Features

The question of Palestine: two states or one?

In the past 22 months, there has been massive upheaval in the Arab world.  Egypt, Tunisia, Yemen and Libya dumped their dictators and are in the process of reinventing their states.

Protesters brought Bahrain to the brink before Saudi Arabia used a military intervention to keep King Hamad in power.  Civil war is tearing Syria apart, and there is evidence that the conflict is spilling over into Lebanon.  Meanwhile, the longest running struggle in the post-imperial Middle East, self-determination for the Palestinian people, has reached its own crossroads.

The shelf life of the two-state solution, where a Palestinian state would exist alongside Israel, is nearing its expiration date.  Some say that the two-state solution was dead years ago.

A combination of 45 years of occupation, the separation barrier, demolitions of Palestinian communities and the construction of Jewish-only settlements and roads throughout the West Bank are creating facts on the ground that make the establishment of a viable Palestinian state less and less likely.

That leaves pro-peace/Palestine activists with some tinkering to do with their approach to the situation.  Is a Palestinian state still viable?  If it is not, what exactly does it mean to be a pro-Palestine activist?

Samer Anabtawi, a graduate student and activist at the University of Chicago from Jenin, Palestine, does not hesitate when giving his assessment of statehood for Palestine.  “I whole heartedly believe that it [the two-state solution] is dead,” Anabtawi said.  “It’s not because I don’t want it.  It’s because that’s what the reality on the ground suggests.”  His activism flows from this conclusion.

Instead of moving towards statehood, Anabtawi sees his homeland headed in a different direction.  “Palestine is moving towards an apartheid state, where a Jewish minority in the West Bank are ruling an indigenous majority.”

A recent survey conducted by Israeli newspaper Haaretz confirms Anabtawi’s assessment.  Currently, 58 percent of Israelis believe that they are already living in an apartheid state.  While only a minority support annexing the West Bank (38 percent for, 48 percent against, and 14 percent undecided), a definitive 69 percent of Israelis say that, if Israel formally annexes the West Bank, the 2.6 million Palestinians living there (including East Jerusalem, excluding Jewish settlers: CIA World Factbook) should not be given the right to vote.  Gaza, a small strip of land on the Mediterranean inhabited by 1.6 million Palestinians, was not given any mention in the survey.

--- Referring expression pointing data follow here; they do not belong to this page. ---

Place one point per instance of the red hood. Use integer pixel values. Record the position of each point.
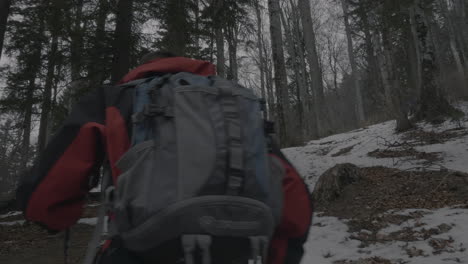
(171, 65)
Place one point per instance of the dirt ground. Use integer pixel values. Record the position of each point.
(29, 243)
(363, 203)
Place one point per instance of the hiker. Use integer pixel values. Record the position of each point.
(120, 126)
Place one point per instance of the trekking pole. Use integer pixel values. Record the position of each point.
(66, 245)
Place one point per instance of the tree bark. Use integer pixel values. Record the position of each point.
(433, 104)
(352, 60)
(283, 107)
(320, 111)
(220, 61)
(415, 49)
(303, 110)
(46, 98)
(219, 35)
(177, 27)
(77, 42)
(96, 69)
(4, 12)
(231, 38)
(261, 59)
(453, 41)
(122, 41)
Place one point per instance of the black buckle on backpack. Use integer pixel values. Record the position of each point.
(152, 110)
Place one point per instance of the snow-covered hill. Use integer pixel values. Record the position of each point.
(438, 236)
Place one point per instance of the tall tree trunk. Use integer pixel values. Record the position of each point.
(352, 60)
(220, 61)
(77, 42)
(415, 52)
(300, 80)
(232, 49)
(269, 82)
(4, 12)
(261, 59)
(283, 107)
(46, 98)
(55, 28)
(96, 69)
(453, 41)
(33, 68)
(177, 27)
(310, 116)
(320, 110)
(122, 41)
(372, 63)
(219, 35)
(433, 104)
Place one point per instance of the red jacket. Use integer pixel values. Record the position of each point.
(53, 193)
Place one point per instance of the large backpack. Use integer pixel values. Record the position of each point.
(198, 181)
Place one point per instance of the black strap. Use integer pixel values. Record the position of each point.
(235, 167)
(66, 245)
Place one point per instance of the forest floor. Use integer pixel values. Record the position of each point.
(409, 206)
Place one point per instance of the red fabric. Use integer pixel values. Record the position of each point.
(278, 249)
(297, 214)
(171, 65)
(118, 141)
(58, 200)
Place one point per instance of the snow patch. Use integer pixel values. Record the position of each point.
(88, 221)
(320, 155)
(9, 214)
(330, 241)
(12, 223)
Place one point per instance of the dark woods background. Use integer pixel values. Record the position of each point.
(323, 66)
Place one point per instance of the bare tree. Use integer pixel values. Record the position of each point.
(122, 41)
(315, 70)
(283, 107)
(54, 29)
(4, 12)
(433, 104)
(352, 60)
(457, 56)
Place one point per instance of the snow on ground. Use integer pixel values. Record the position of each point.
(10, 214)
(320, 155)
(10, 223)
(330, 241)
(88, 221)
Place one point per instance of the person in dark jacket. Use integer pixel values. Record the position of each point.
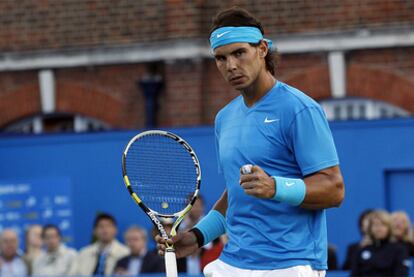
(382, 257)
(140, 260)
(352, 250)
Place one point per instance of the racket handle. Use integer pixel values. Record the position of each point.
(170, 264)
(247, 169)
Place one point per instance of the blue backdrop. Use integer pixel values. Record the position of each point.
(377, 161)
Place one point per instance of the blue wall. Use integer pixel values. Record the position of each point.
(377, 161)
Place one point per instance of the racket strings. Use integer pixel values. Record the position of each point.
(162, 173)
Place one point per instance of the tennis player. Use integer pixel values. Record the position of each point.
(274, 216)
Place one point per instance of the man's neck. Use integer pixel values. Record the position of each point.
(104, 245)
(53, 250)
(8, 259)
(263, 84)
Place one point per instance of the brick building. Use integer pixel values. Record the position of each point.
(84, 64)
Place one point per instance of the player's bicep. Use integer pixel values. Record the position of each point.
(312, 141)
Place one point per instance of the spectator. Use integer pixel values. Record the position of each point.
(100, 257)
(401, 230)
(33, 241)
(332, 259)
(363, 223)
(11, 265)
(140, 260)
(58, 260)
(382, 257)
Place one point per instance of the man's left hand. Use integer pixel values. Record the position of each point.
(258, 183)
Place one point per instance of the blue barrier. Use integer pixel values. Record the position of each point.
(376, 161)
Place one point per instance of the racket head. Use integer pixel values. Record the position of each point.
(162, 173)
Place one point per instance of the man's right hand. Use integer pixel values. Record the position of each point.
(185, 244)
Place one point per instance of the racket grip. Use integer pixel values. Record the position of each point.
(170, 264)
(247, 169)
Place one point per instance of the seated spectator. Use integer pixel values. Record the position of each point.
(100, 257)
(332, 259)
(140, 260)
(33, 242)
(58, 260)
(11, 265)
(363, 223)
(382, 257)
(401, 230)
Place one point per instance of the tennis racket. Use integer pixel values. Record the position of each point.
(162, 173)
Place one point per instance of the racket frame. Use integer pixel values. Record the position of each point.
(154, 215)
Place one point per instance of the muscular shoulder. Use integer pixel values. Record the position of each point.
(89, 249)
(295, 99)
(229, 109)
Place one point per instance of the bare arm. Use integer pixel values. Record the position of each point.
(324, 189)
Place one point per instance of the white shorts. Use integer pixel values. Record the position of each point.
(218, 268)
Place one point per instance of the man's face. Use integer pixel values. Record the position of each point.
(9, 244)
(378, 229)
(240, 63)
(51, 239)
(135, 241)
(105, 231)
(34, 236)
(400, 226)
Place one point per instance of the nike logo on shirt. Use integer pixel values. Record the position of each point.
(222, 34)
(271, 120)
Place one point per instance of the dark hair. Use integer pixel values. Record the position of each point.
(361, 218)
(237, 17)
(103, 216)
(49, 227)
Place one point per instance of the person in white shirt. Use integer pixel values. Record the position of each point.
(140, 260)
(58, 260)
(11, 264)
(100, 257)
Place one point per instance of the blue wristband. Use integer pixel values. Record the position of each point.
(212, 226)
(289, 190)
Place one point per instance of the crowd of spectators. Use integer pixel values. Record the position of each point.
(47, 255)
(385, 248)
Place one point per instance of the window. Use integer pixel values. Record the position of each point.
(360, 108)
(57, 122)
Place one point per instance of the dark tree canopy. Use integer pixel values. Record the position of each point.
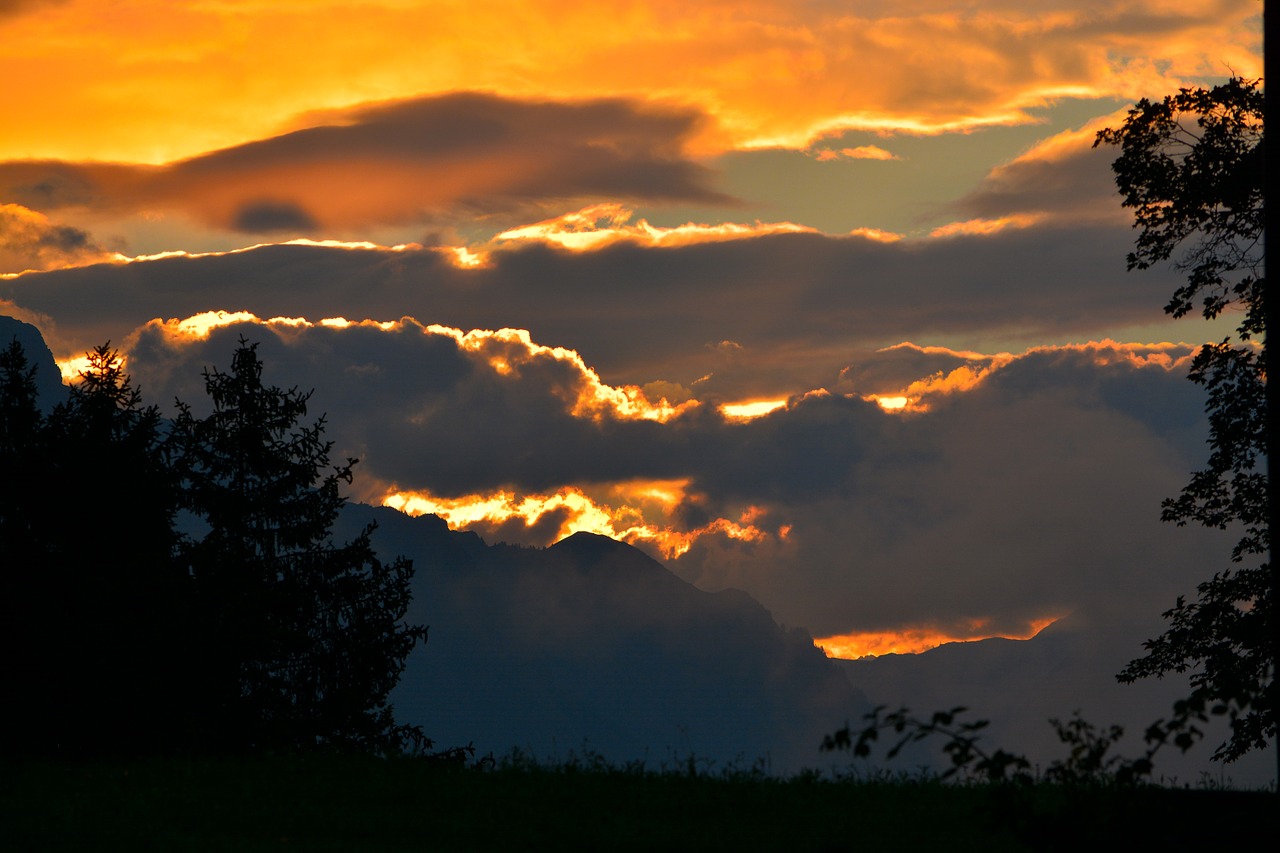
(1192, 168)
(94, 605)
(305, 635)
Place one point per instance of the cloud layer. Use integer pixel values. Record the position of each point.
(172, 81)
(754, 316)
(405, 162)
(1028, 493)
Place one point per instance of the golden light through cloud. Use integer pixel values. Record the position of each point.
(913, 641)
(752, 410)
(624, 515)
(174, 80)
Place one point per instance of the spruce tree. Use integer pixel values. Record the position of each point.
(302, 638)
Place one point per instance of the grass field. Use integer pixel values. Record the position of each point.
(352, 803)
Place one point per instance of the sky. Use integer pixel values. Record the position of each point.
(823, 301)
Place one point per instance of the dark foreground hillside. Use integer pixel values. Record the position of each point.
(410, 804)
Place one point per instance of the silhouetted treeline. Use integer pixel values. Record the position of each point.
(172, 585)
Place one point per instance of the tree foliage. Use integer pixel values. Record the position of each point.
(306, 634)
(238, 625)
(1192, 169)
(94, 605)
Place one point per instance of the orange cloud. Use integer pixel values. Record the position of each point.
(508, 350)
(982, 227)
(504, 351)
(397, 163)
(154, 81)
(860, 153)
(624, 511)
(604, 224)
(919, 395)
(753, 409)
(915, 639)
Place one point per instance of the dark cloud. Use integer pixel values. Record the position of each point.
(30, 241)
(400, 163)
(269, 217)
(602, 648)
(796, 308)
(1033, 493)
(1070, 179)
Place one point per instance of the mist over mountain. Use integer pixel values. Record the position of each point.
(592, 643)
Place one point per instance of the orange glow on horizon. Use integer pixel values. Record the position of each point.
(913, 641)
(73, 366)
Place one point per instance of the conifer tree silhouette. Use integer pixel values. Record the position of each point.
(301, 637)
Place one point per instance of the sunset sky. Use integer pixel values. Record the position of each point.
(826, 301)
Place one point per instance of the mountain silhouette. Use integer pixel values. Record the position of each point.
(593, 644)
(49, 378)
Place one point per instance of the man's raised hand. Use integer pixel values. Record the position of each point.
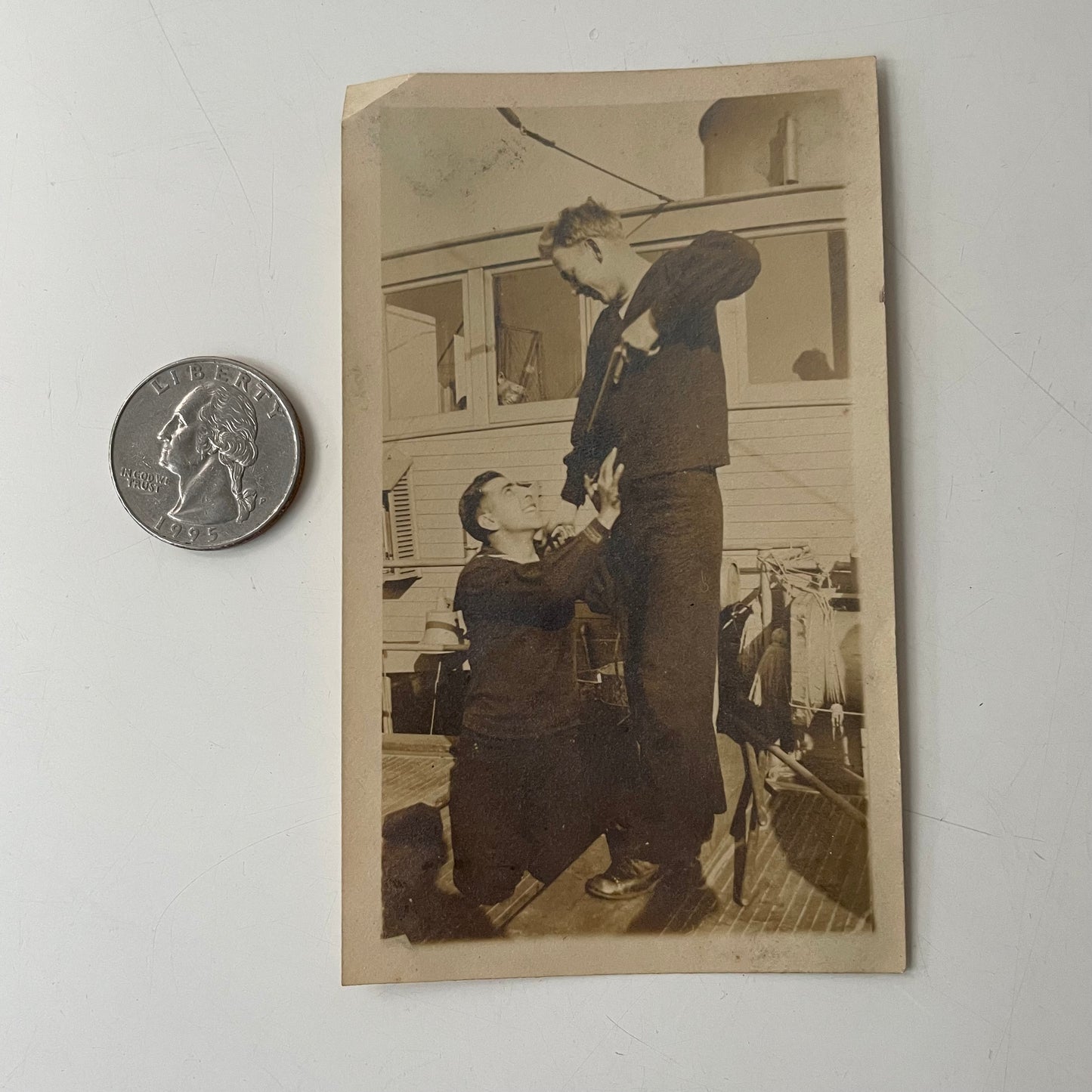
(604, 490)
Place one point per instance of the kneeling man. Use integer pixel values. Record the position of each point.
(520, 797)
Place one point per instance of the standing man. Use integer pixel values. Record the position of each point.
(653, 388)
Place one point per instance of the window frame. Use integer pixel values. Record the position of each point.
(456, 419)
(527, 412)
(732, 322)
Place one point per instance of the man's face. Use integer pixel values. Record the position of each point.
(509, 506)
(582, 267)
(183, 437)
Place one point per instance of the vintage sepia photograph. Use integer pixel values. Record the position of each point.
(620, 660)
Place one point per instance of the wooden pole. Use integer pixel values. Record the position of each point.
(802, 771)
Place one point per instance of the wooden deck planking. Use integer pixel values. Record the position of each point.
(809, 869)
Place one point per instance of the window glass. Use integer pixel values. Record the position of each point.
(540, 350)
(426, 360)
(797, 311)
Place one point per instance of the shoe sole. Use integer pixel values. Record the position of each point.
(621, 897)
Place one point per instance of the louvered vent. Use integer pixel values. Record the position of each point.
(401, 540)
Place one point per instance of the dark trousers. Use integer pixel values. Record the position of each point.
(518, 805)
(665, 561)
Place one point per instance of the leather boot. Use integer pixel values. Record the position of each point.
(625, 878)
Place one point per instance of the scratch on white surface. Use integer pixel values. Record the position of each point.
(196, 98)
(213, 868)
(1047, 782)
(971, 321)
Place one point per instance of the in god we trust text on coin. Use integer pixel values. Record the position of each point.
(206, 453)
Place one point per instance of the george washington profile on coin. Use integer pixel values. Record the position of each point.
(206, 452)
(209, 442)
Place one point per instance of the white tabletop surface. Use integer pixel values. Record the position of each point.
(169, 753)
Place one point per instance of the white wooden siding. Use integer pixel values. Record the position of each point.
(789, 484)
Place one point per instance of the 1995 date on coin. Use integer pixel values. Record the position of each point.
(206, 453)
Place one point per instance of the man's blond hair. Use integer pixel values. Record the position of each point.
(578, 223)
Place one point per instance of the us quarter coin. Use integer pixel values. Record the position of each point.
(206, 453)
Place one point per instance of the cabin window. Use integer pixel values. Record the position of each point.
(787, 340)
(427, 373)
(539, 339)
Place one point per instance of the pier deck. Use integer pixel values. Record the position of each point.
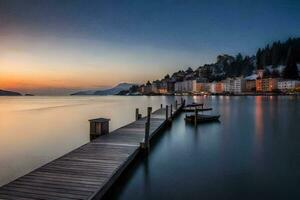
(88, 171)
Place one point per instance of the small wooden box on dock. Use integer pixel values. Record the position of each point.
(99, 126)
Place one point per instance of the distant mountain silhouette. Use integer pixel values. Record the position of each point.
(9, 93)
(112, 91)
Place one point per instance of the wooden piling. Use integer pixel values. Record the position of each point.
(136, 114)
(167, 110)
(146, 144)
(196, 116)
(72, 177)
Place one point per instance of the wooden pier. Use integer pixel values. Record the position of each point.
(89, 171)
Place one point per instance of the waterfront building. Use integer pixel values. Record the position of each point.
(234, 85)
(285, 85)
(171, 86)
(146, 89)
(217, 87)
(188, 86)
(250, 85)
(258, 85)
(202, 85)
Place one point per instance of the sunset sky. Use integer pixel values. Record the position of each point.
(58, 47)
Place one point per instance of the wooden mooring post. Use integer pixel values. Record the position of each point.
(167, 112)
(196, 116)
(146, 143)
(98, 127)
(109, 155)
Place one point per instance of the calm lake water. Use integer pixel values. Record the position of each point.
(253, 153)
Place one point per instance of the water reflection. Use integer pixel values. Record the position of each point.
(259, 120)
(242, 157)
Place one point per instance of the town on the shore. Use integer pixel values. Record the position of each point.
(273, 70)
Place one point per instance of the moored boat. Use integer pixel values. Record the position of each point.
(195, 106)
(191, 109)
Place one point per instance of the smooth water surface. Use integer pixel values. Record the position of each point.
(253, 153)
(36, 130)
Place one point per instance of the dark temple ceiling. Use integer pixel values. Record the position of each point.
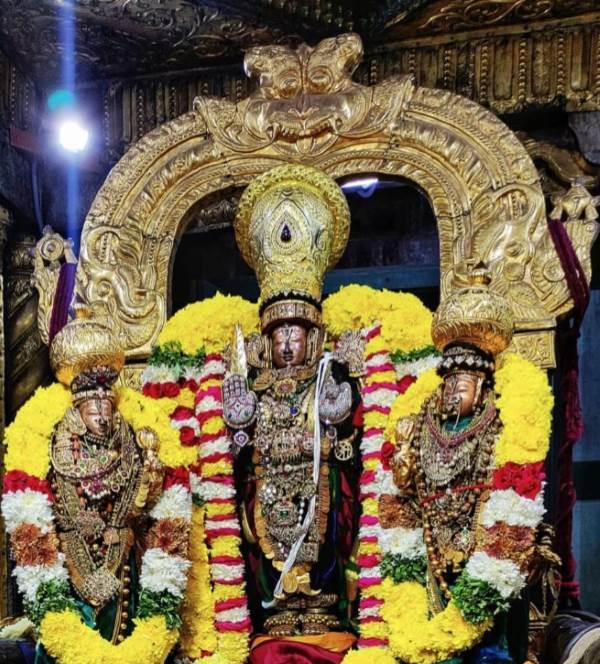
(120, 38)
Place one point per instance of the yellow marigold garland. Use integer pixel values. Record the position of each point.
(140, 411)
(69, 641)
(526, 429)
(28, 436)
(405, 320)
(209, 323)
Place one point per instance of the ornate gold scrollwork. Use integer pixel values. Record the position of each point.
(482, 184)
(50, 253)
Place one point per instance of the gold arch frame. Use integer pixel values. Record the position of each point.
(482, 184)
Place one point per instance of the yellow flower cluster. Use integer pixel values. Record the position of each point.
(411, 401)
(417, 639)
(209, 323)
(405, 320)
(143, 412)
(525, 403)
(28, 437)
(198, 611)
(69, 641)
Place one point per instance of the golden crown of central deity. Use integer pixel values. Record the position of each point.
(292, 225)
(85, 344)
(474, 315)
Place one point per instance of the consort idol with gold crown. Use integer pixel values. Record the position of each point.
(289, 404)
(97, 543)
(468, 475)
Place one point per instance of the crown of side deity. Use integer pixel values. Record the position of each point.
(474, 315)
(292, 225)
(86, 356)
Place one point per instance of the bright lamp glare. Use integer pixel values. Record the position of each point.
(72, 136)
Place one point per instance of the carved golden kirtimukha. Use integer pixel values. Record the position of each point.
(482, 184)
(292, 225)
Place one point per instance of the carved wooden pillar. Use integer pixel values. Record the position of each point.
(5, 221)
(27, 364)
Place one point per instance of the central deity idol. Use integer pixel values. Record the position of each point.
(290, 405)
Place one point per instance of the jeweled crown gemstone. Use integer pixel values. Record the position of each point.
(286, 234)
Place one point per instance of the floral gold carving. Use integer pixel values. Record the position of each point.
(48, 256)
(482, 184)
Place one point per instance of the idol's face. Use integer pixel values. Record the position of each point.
(460, 394)
(289, 345)
(97, 416)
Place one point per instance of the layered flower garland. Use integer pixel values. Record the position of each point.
(40, 569)
(215, 613)
(393, 561)
(497, 570)
(184, 378)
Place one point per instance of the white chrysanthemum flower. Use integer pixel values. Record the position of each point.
(211, 524)
(233, 615)
(30, 577)
(405, 542)
(501, 574)
(221, 572)
(163, 572)
(160, 373)
(27, 507)
(508, 506)
(208, 490)
(377, 360)
(175, 503)
(191, 422)
(213, 367)
(370, 572)
(385, 482)
(192, 373)
(381, 397)
(208, 403)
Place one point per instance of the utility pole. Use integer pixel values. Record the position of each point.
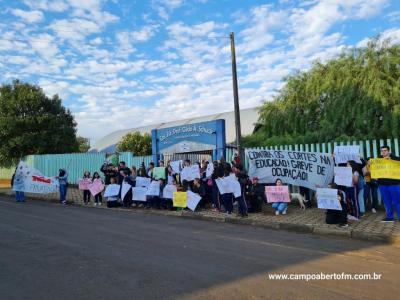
(236, 96)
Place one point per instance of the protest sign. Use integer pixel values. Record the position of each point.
(139, 193)
(385, 168)
(176, 166)
(345, 153)
(306, 169)
(210, 169)
(96, 187)
(190, 173)
(154, 188)
(277, 193)
(168, 191)
(328, 199)
(30, 180)
(112, 190)
(192, 200)
(343, 176)
(159, 173)
(142, 181)
(180, 199)
(84, 183)
(124, 189)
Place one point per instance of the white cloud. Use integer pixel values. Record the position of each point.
(33, 16)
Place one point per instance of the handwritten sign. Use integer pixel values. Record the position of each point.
(139, 193)
(277, 193)
(84, 184)
(180, 199)
(159, 173)
(154, 188)
(142, 181)
(96, 187)
(168, 191)
(385, 168)
(343, 176)
(190, 173)
(193, 200)
(328, 199)
(345, 153)
(306, 169)
(112, 190)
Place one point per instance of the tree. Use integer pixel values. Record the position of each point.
(136, 143)
(354, 96)
(32, 123)
(83, 144)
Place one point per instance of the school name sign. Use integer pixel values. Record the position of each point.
(311, 170)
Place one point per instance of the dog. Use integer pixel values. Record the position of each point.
(300, 198)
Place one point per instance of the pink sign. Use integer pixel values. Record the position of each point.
(84, 184)
(277, 193)
(96, 187)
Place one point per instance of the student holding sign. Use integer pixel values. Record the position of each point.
(389, 187)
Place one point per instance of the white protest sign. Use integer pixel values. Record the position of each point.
(124, 189)
(328, 199)
(345, 153)
(154, 188)
(30, 180)
(168, 191)
(190, 173)
(139, 193)
(192, 200)
(142, 181)
(210, 169)
(176, 166)
(311, 170)
(112, 190)
(343, 176)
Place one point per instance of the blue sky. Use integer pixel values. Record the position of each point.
(122, 63)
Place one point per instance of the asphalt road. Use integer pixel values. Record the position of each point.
(50, 251)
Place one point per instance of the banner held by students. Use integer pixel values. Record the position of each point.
(345, 153)
(311, 170)
(328, 199)
(30, 180)
(277, 193)
(343, 176)
(385, 168)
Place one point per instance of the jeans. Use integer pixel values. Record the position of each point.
(391, 198)
(19, 196)
(279, 206)
(63, 192)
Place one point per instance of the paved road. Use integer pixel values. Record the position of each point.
(50, 251)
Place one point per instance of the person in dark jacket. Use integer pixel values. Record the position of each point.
(256, 196)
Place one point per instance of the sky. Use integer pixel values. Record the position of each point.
(121, 64)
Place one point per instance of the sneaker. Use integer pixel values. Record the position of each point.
(387, 220)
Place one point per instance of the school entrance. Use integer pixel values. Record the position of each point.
(197, 141)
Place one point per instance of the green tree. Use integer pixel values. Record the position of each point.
(354, 96)
(136, 143)
(32, 123)
(83, 144)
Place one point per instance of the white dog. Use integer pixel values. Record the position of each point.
(299, 198)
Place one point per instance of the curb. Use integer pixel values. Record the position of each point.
(393, 239)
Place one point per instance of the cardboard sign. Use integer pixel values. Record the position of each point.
(343, 176)
(328, 199)
(385, 168)
(112, 190)
(180, 199)
(277, 193)
(139, 193)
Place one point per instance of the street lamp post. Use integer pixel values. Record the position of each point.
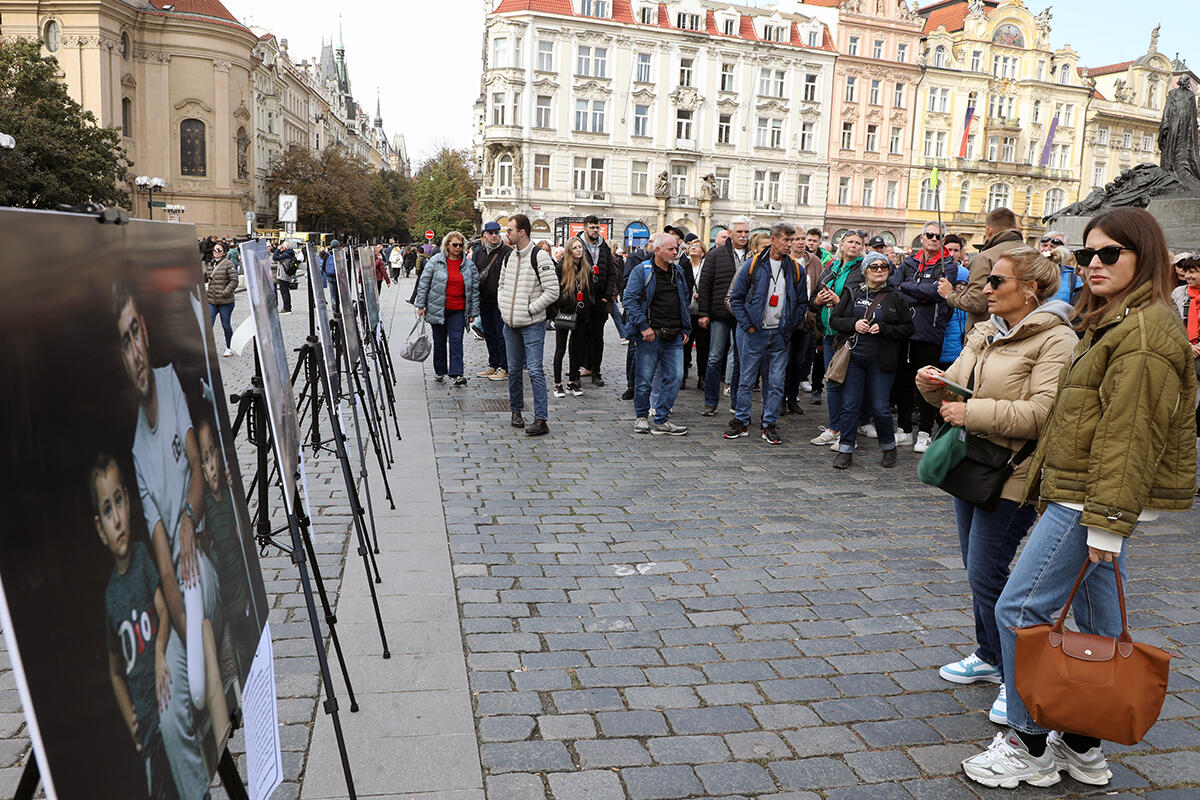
(150, 185)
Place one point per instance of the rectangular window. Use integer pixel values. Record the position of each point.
(546, 56)
(685, 72)
(643, 67)
(724, 181)
(639, 176)
(726, 77)
(641, 120)
(725, 128)
(802, 190)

With the Israeli populace in clear opposition to equal rights for Palestinians in a one-state solution, Anabtawi has directed his efforts toward educating people about the situation in Palestine and promoting the just treatment of Palestinians.  “We need international intervention, in terms of activism.  We need more people to step in and say, ‘no Israel, you cannot prevent Palestinians from having access to water … [and] roads.  You cannot just continue confiscating their houses’… There are nearly 5 million Palestinians living in Palestine today, and we cannot ignore their humanity.”

Giovanna Bettoli, an international student and activist at Occidental College in Los Angeles, still believes a two-state solution is viable.  “When people ask me… what do I want to do when I grow up, I say that, ‘I want to be unemployed sooner or later’, because I want to work on a two-state solution.”

For Bettoli, the direction of her work is not bound so much by what appears to be ‘realistic,’ but what appears to be most pragmatic.  “People have the right to take pride in the state that is theirs … having your own identity and keeping it safe are prerequisites to friendly relations between peoples.”

Without a guarantee of protection provided by the two-state solution, Palestinians and Israelis will both face threats not only to their lives and economic wellbeing but to their very identities as Israelis, Palestinians, Jews and Arabs.

“Israel wants to keep its Jewish identity … the flag, name of the country, [and other]  symbolic things, they grab peoples minds and hearts.  I’m sure no Palestinian wants to live under the Israeli flag, and I’m pretty sure no Israeli would be willing to change their flag,” Bettoli said.

In short, Palestinians and Israelis are not willing to sacrifice their respective identities, and as such, there is no reason for either side to abandon the two-state solution.

Two states or one, activists like Anabtawi and Bettoli believe that now is the time to act.  “In the past year after the bid for statehood [submitted by the PLO to the UN Security Council]… we can capitalize on this on college campuses to get somewhere,” Bettoli said.  Added Anabtawi, “People need to stand up and step it up, because the apartheid and discrimination against Palestinians are becoming more and more clear.  That’s why activism is needed today.  Without it, things are going to become much and much worse.”